Advertisement

San Fernando Valley : Filipino Educator Appointed President of Pierce College

Share

A Philippine-born educator from New York with an eclectic background and extensive academic credentials was appointed president of Pierce College in Woodland Hills on Wednesday.

E. Bing Inocencio, 60, associate provost for academic administration at New York City Technical College in Brooklyn and the only outsider among three finalists, was given a three-year contract for the $93,353-per-year job by trustees of the Los Angeles Community College District.

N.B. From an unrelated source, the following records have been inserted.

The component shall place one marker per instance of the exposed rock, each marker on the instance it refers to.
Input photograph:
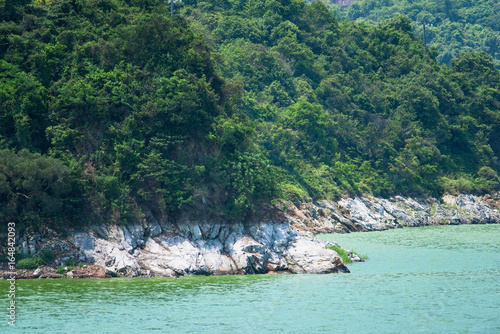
(375, 214)
(37, 272)
(206, 247)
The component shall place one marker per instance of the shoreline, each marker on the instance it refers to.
(210, 247)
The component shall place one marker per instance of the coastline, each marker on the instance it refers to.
(208, 247)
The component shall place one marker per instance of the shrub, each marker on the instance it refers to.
(70, 262)
(47, 256)
(29, 263)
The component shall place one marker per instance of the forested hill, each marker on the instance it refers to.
(112, 110)
(452, 26)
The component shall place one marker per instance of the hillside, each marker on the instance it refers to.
(112, 110)
(452, 26)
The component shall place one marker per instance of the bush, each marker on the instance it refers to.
(47, 256)
(70, 262)
(29, 263)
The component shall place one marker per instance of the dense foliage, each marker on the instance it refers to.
(228, 105)
(452, 26)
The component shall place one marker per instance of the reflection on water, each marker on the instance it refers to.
(419, 280)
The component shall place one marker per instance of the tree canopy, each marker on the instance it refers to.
(229, 105)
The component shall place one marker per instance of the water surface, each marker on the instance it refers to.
(417, 280)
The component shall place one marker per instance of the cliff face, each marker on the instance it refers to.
(344, 3)
(193, 248)
(377, 214)
(208, 247)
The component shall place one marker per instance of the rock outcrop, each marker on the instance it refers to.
(377, 214)
(194, 248)
(221, 248)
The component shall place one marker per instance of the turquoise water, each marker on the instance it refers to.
(417, 280)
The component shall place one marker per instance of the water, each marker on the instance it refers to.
(417, 280)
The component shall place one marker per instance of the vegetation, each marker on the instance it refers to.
(344, 255)
(452, 26)
(112, 108)
(29, 263)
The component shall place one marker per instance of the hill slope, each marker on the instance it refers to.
(112, 110)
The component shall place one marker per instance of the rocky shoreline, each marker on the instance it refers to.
(284, 245)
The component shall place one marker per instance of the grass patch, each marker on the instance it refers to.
(344, 255)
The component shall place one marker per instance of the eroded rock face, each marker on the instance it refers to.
(377, 214)
(206, 249)
(221, 248)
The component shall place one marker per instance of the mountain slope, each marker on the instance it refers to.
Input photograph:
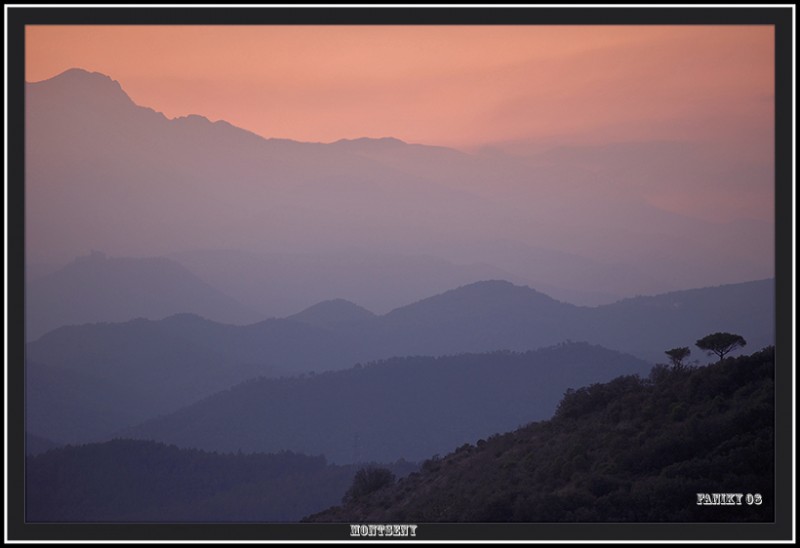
(625, 451)
(333, 313)
(71, 407)
(428, 405)
(135, 481)
(97, 288)
(105, 173)
(176, 361)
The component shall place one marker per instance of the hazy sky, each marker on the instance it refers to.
(460, 86)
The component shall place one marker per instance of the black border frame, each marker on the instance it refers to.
(782, 18)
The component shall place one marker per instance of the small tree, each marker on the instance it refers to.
(368, 480)
(677, 355)
(720, 343)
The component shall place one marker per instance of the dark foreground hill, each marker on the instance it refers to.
(126, 480)
(410, 408)
(628, 450)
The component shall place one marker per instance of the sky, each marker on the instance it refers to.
(458, 86)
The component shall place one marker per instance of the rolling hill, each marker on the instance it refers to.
(630, 450)
(134, 481)
(406, 408)
(97, 288)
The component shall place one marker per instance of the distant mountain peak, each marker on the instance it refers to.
(332, 312)
(373, 142)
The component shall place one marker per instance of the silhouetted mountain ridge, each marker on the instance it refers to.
(332, 313)
(430, 405)
(629, 450)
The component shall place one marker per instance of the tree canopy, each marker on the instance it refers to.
(720, 343)
(677, 355)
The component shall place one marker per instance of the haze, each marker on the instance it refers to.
(591, 163)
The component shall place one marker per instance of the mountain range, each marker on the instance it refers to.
(98, 288)
(167, 364)
(104, 173)
(407, 408)
(126, 480)
(629, 450)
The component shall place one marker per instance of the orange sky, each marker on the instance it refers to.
(458, 86)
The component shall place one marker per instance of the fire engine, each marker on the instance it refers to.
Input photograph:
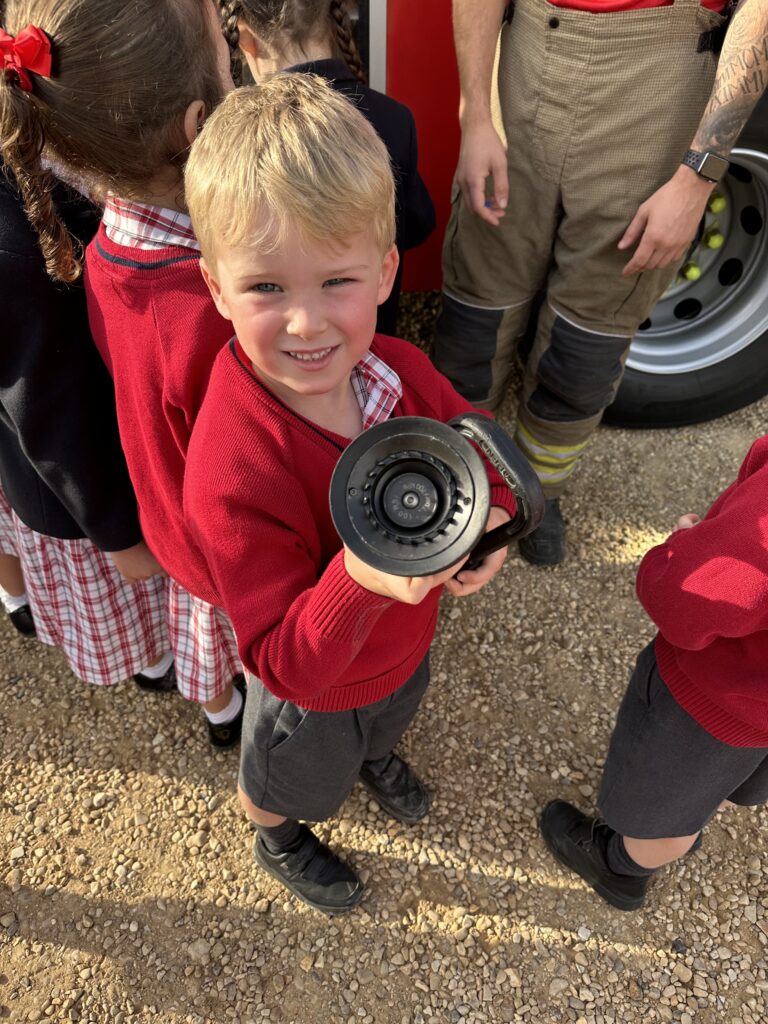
(704, 350)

His reaction to the appointment was “a mixed feeling of humility and a sense of challenge because I know it’s a demanding position,” Inocencio said from New York, describing himself as a “cockeyed optimist.”

Advertisement

“I have to be or I wouldn’t be in education,” said Inocencio, a former newspaper reporter, Fulbright scholar and Ford Foundation fellow.

When Inocencio arrives at the Woodland Hills campus in several months, he will inherit an institution that has deteriorated from its position as the flagship school of the nine-campus Los Angeles Community College District to perhaps the district’s most troubled, a campus where even basic facilities such as the electrical and telephone systems often do not work.

Once the district’s largest school, Pierce has fallen to fourth in enrollment this spring with 14,500 students, a nearly 25% decline from 1990. Renewal of its academic accreditation was deferred last year, its facilities are in need of repairs and it is facing a newly revealed $1.4-million budget shortfall this year.

He will be the seventh president of the school since the late 1970s. The previous acting president, Mary Lee, abruptly walked off the campus after the trustees announced in January that she was not a finalist for the permanent job and remains on leave.

Inocencio, who visited the campus earlier this year to interview for the job, pledged that renovating the deteriorating facilities and boosting enrollment will be among his first priorities. But he also pledged that the college’s students always will remain his top concern.